Question

The number of atoms of hydrogen present in \[12.0{\text{ }}g\]of water is :
A.$1.1 \times {10^{23}}$
B.$2.0 \times {10^{23}}$
C.$4.0 \times {10^{23}}$
D.$8.0 \times {10^{23}}$
D.$4.8 \times {10^{23}}$

Answer 1

Hint: In this question, calculate the moles of water present. Then simply use the unitary method to find the answer to this question. \[6.022 \times {10^{23}}\] is Avogadro's number and represents the number of atoms/molecules present in one mole of the substance.

Complete step by step answer:
One mole water contains one mole of ${\text{O}}$ atoms and two moles of ${\text{H}}$ atoms. We know that one mole or one-gram atom = \[6.022 \times {10^{23}}\] atoms. Now let us find the answer to this question:
One mole of \[{H_2}O\] ​= one mole of ${\text{O}}$ = \[6.022 \times {10^{23}}\] atoms of ${\text{O}}$.
One mole of \[{H_2}O\] ​= two moles of ${\text{H}}$=$2 \times 6.022 \times {10^{23}}$atoms = $12.044 \times {10^{23}}$atoms of ${\text{H}}$.
Molar mass of water is \[18{\text{ g/mol}}.\]
No. of moles in \[12.0{\text{ g}}\] =\[\dfrac{{12}}{{18}} = 0.67\] moles.
No. of molecules In 1 mole of water = \[6.023 \times {10^{23}}\;\] molecules of water.
No. of hydrogen atoms in \[0.67\] mole of water= \[0.67 \times 12.046 \times {10^{23}} = 6.023 \times {10^{23}} = 8.0 \times {10^{23}}\;\] hydrogen atoms.

Hence, the correct option is option D.

Note:
 The concept that a mole of any substance contains the same number of particles was formed out of research which was conducted by Italian physicist Amedeo Avogadro.

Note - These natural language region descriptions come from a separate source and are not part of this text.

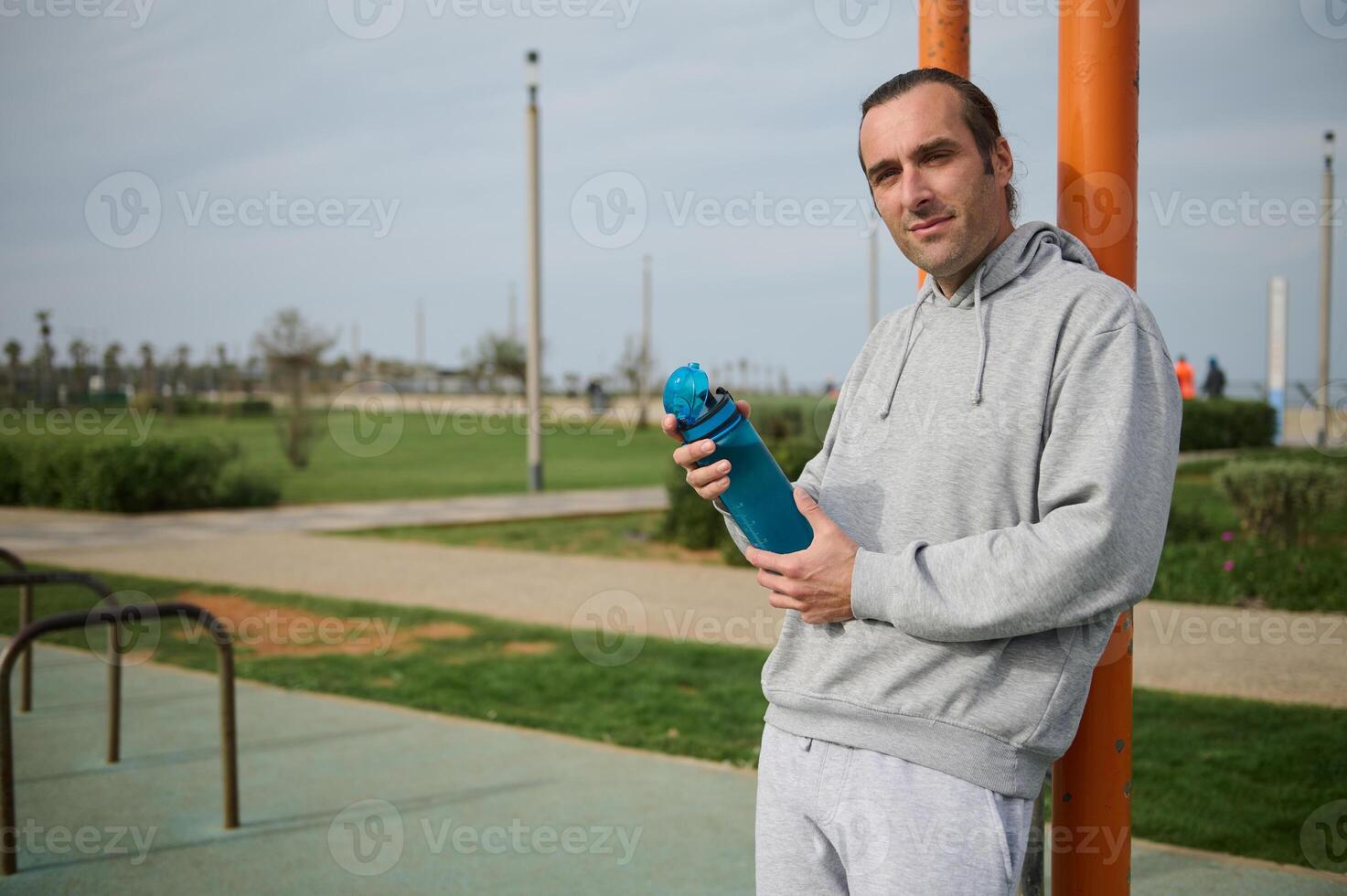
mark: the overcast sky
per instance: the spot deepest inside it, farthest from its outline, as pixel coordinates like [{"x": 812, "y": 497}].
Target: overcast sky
[{"x": 352, "y": 159}]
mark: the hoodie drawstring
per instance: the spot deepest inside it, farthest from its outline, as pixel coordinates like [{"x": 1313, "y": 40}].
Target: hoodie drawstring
[
  {"x": 982, "y": 346},
  {"x": 907, "y": 347},
  {"x": 982, "y": 340}
]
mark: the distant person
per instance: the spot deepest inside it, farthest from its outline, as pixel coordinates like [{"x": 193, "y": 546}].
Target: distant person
[
  {"x": 1213, "y": 387},
  {"x": 1184, "y": 372},
  {"x": 598, "y": 400}
]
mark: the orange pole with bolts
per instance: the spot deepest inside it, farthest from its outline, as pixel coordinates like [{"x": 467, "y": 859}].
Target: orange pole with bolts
[
  {"x": 943, "y": 36},
  {"x": 1096, "y": 187},
  {"x": 943, "y": 43}
]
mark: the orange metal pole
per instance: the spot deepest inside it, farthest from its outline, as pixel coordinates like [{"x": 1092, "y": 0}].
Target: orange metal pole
[
  {"x": 1096, "y": 187},
  {"x": 943, "y": 36},
  {"x": 943, "y": 43}
]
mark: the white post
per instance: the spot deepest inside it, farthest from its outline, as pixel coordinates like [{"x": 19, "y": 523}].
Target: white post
[
  {"x": 1326, "y": 279},
  {"x": 1278, "y": 353},
  {"x": 532, "y": 378}
]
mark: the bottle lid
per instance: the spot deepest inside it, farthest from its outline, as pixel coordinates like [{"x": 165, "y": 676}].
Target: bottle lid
[{"x": 686, "y": 394}]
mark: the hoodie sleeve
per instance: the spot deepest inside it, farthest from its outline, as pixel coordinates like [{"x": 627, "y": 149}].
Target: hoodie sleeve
[{"x": 1105, "y": 484}]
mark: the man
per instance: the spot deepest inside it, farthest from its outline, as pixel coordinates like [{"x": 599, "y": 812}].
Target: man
[
  {"x": 991, "y": 492},
  {"x": 1183, "y": 372},
  {"x": 1213, "y": 386}
]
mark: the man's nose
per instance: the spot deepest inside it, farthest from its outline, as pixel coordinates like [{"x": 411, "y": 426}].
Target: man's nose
[{"x": 914, "y": 192}]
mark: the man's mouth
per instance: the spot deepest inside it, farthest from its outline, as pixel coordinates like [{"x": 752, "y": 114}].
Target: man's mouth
[{"x": 930, "y": 224}]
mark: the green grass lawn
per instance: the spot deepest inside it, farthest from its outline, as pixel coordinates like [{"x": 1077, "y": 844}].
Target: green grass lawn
[
  {"x": 1192, "y": 566},
  {"x": 621, "y": 535},
  {"x": 435, "y": 457},
  {"x": 1201, "y": 778}
]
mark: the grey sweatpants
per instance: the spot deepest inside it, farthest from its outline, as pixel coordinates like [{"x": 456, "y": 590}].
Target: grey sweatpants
[{"x": 839, "y": 819}]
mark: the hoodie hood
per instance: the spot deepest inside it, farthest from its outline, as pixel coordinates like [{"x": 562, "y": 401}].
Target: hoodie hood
[{"x": 1030, "y": 247}]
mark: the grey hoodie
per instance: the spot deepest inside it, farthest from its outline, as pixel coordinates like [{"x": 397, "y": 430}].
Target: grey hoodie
[{"x": 1005, "y": 461}]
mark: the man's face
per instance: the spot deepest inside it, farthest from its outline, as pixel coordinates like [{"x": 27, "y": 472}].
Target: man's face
[{"x": 930, "y": 184}]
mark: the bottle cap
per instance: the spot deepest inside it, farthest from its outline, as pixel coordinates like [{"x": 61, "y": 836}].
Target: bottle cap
[{"x": 686, "y": 394}]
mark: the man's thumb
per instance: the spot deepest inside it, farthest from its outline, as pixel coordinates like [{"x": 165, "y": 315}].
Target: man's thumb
[{"x": 808, "y": 507}]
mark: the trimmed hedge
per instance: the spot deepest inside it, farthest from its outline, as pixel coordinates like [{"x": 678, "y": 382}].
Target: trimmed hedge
[
  {"x": 1276, "y": 499},
  {"x": 1226, "y": 423},
  {"x": 122, "y": 477}
]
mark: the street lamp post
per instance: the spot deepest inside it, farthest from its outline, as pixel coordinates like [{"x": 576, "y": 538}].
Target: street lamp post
[{"x": 1326, "y": 276}]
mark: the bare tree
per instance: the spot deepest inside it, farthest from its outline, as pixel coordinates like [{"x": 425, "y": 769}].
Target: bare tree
[
  {"x": 634, "y": 368},
  {"x": 293, "y": 347},
  {"x": 496, "y": 357}
]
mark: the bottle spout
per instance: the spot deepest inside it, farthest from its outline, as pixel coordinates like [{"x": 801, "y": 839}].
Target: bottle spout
[{"x": 686, "y": 394}]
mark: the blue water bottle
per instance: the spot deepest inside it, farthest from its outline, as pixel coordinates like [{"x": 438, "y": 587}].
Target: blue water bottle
[{"x": 760, "y": 497}]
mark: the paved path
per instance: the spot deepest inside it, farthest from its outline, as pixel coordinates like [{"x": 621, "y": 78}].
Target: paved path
[
  {"x": 31, "y": 528},
  {"x": 341, "y": 796},
  {"x": 1210, "y": 650}
]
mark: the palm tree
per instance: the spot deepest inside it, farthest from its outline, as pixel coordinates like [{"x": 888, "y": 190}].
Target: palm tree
[
  {"x": 293, "y": 347},
  {"x": 148, "y": 378},
  {"x": 182, "y": 369},
  {"x": 12, "y": 352},
  {"x": 45, "y": 356},
  {"x": 112, "y": 368},
  {"x": 80, "y": 357}
]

Avogadro constant can be defined as the number of molecules, atoms, or ions in one mole of a substance: $6.022 \times {10^{23}}$ per mol. It is derived from the number of atoms of the pure isotope $^{{\text{12}}}{\text{C}}$ in 12 grams of that substance and is the reciprocal of atomic mass in grams. The formulae for the mole concept can be written as ${\text{No}}{\text{. of moles = }}\dfrac{{{\text{Mass of the Substance in grams}}}}{{{\text{Molar mass of a Substance}}}} = \dfrac{{{\text{Number of Atoms or Molecules}}}}{{6.022 \times {{10}^{23}}}}$.